Oklahoma City has incredible depth, too, going two and three deep at every position. There is so much talent in the stable that if a trade is made, the thorny issue of where the incoming piece would even play might arise.
There's versatility as well, which allows for interchangeable parts that foster flexibility in playing styles. In last year's postseason, the Thunder showed the significance of such flexibility when it had to gear up for a fast-paced series against Denver, a more physical battle against Memphis and, finally, a more strategic series against Dallas.
That experience is now expected to propel the Thunder even farther this year.

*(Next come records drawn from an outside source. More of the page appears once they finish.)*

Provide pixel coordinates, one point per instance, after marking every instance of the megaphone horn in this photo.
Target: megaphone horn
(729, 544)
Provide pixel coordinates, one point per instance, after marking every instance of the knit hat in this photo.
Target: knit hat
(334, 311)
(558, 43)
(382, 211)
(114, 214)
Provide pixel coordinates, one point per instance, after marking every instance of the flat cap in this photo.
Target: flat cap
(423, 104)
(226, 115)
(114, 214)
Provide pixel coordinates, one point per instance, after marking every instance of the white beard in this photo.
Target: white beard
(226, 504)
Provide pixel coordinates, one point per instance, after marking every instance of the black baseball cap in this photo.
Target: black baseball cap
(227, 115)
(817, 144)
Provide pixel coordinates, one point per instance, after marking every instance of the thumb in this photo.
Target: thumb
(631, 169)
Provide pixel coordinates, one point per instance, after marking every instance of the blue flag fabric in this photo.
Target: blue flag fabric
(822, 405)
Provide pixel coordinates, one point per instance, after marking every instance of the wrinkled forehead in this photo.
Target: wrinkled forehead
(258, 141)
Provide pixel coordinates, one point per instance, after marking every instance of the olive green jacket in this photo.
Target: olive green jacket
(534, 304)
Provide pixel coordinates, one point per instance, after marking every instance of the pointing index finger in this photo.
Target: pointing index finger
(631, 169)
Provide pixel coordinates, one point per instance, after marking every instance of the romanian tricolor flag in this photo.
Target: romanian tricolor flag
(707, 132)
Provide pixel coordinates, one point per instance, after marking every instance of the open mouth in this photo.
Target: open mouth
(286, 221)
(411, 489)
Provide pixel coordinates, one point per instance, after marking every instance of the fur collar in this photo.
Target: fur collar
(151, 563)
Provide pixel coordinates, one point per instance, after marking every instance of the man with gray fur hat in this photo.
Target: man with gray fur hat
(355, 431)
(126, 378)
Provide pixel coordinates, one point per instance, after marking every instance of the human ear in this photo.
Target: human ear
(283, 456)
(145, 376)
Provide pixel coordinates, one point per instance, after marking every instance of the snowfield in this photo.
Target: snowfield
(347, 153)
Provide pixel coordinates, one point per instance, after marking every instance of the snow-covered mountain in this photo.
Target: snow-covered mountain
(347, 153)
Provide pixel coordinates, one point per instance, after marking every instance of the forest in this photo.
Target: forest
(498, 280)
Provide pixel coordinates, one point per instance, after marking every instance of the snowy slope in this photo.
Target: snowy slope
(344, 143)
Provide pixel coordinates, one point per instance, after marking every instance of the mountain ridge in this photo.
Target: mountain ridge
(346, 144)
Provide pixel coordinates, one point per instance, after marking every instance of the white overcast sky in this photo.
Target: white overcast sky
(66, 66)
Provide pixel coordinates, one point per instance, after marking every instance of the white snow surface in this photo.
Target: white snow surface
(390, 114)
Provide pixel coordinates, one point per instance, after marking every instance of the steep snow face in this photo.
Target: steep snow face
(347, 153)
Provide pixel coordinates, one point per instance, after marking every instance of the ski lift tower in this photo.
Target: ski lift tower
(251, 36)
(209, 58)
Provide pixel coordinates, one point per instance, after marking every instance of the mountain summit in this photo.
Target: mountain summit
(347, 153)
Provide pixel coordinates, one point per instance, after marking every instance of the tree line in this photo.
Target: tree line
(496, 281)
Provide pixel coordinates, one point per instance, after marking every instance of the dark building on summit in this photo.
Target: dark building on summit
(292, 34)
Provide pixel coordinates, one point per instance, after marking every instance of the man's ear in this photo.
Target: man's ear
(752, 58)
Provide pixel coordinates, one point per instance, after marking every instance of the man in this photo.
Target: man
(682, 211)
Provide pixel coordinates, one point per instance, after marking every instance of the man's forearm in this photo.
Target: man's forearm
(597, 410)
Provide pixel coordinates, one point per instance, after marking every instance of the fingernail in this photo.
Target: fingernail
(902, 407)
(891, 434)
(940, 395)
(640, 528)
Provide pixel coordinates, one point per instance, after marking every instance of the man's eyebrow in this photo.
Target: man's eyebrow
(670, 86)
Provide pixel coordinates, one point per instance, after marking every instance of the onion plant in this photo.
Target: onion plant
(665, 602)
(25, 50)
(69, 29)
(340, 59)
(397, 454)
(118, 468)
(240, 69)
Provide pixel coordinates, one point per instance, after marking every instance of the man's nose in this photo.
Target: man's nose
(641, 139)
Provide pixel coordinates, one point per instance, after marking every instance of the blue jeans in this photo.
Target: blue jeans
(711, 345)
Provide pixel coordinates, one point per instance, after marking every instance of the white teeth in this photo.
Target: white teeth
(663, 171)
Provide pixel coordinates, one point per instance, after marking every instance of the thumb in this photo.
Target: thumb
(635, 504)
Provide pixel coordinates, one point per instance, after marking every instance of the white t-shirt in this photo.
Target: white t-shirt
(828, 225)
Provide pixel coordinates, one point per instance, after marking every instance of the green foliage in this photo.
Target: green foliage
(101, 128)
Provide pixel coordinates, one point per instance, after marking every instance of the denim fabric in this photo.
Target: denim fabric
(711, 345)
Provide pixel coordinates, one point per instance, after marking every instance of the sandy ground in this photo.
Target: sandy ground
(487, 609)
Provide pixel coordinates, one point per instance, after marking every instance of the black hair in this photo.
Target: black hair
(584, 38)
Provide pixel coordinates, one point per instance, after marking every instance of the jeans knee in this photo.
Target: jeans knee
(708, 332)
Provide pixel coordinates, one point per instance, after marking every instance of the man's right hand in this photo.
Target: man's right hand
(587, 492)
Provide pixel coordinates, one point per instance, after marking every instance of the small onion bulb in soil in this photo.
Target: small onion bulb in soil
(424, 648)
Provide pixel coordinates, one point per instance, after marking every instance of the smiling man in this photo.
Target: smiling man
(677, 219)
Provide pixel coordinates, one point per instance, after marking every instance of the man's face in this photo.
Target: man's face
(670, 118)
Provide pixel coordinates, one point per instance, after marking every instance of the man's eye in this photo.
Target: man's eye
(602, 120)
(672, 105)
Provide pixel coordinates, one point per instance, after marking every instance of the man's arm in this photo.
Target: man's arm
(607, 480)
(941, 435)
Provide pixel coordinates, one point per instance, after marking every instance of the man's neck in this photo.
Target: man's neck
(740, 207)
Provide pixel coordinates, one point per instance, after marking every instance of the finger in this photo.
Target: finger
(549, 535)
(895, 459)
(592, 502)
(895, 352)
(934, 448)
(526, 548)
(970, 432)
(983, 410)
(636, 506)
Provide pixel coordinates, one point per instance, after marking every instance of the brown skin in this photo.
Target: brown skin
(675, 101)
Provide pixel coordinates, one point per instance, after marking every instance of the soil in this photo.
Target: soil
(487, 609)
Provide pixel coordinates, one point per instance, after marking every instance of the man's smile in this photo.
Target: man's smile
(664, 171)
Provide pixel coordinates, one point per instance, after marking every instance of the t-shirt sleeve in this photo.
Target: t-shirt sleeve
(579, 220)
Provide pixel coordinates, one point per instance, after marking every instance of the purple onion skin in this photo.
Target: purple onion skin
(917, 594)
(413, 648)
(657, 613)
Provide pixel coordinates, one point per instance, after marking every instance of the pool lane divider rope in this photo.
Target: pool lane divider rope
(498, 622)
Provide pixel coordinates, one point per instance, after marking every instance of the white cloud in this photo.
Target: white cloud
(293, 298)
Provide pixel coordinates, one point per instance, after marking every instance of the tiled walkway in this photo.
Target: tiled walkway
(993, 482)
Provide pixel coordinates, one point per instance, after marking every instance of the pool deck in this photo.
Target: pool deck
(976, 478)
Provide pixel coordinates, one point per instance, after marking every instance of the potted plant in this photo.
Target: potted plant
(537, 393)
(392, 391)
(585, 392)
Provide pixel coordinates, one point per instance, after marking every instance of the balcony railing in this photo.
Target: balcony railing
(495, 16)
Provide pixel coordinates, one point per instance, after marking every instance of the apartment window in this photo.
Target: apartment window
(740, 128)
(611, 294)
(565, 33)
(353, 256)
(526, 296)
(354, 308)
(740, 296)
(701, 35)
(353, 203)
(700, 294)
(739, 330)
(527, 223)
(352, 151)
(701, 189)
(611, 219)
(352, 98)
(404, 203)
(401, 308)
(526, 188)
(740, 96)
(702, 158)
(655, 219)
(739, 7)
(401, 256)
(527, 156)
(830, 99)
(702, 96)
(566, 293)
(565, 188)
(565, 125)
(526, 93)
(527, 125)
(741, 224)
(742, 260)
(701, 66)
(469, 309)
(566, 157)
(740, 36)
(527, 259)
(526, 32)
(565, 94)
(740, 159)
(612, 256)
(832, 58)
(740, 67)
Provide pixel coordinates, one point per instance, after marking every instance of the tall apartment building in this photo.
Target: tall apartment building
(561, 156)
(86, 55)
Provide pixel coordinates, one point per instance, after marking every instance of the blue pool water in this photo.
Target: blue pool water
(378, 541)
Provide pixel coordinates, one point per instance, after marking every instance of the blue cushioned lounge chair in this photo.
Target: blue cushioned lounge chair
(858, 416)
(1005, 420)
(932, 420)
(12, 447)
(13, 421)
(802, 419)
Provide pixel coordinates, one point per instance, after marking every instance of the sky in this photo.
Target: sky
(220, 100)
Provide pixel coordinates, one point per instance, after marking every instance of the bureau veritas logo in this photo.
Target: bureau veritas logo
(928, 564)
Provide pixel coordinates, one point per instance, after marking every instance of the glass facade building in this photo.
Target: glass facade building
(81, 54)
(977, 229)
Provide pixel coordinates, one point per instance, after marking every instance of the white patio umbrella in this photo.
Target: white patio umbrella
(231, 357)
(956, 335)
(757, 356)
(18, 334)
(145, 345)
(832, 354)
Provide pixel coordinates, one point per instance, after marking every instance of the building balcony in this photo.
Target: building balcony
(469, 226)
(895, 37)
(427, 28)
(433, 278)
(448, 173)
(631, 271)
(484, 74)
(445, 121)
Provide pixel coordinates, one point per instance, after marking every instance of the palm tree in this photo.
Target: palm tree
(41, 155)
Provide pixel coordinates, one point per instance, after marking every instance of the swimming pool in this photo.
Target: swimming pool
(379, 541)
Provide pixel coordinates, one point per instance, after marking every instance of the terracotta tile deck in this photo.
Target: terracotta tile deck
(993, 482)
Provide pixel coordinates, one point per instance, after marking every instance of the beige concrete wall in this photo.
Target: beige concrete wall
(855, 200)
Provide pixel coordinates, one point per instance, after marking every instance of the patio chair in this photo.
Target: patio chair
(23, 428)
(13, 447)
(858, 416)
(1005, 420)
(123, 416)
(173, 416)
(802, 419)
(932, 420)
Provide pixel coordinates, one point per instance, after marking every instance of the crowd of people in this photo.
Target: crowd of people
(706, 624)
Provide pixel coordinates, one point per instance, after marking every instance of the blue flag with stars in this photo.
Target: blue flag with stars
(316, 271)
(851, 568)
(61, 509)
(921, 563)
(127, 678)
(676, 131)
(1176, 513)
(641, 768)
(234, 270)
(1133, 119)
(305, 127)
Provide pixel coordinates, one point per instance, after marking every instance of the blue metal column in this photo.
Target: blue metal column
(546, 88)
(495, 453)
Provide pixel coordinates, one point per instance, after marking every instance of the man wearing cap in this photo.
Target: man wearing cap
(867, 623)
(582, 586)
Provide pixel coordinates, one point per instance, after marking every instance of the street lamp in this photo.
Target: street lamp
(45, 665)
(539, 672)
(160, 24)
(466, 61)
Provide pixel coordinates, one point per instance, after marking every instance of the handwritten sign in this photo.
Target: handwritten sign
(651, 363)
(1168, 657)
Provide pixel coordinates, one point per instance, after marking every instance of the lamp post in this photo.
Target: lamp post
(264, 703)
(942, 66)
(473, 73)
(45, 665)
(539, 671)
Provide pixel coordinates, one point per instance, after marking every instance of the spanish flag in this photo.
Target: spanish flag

“Most championships come down to a play or two in a game or two where if they go your way it's your year. If they don't, they don't,” said Houston coach Kevin McHale. “But (the Thunder) put themselves in position, I can tell you that much. They're going to be a hard team in the playoffs.”
If no deal is made Thursday, we then know what Presti believes to be the answer of his team's most pressing question. In the event that happens, the onus would then be on Brooks and the players to shore up the problem areas.
And there are plenty.
The Thunder still is in the process of forming the right habits. In other words, OKC is continually building up a bunch of small things like boxing out, setting solid screens, having good spacing offensively, communicating defensively, rotating, taking care of the ball, making the extra pass and playing with consistent effort and focus. All are traits of teams like San Antonio and Utah and Detroit and the L.A. Lakers that have recently enjoyed a string of success.
“Last year's ability to have success down the stretch in the playoffs and coming together this year where they're growing a little bit more has them set up for a lot of great runs,” said McHale. “Great runs don't always necessarily end up in championships. But they should have a shot at it.”
The Thunder clearly has signed on to have a great run. The necessary sacrifices have been made time and time again, and another possibly will have been made once Thursday's deadline passes.
But what's better? A great run, or one great shot at it?
“It depends on how old you are,” McHale said. “If you're 35, it's one great chance, baby. If you're 22, give me a whole bunch.”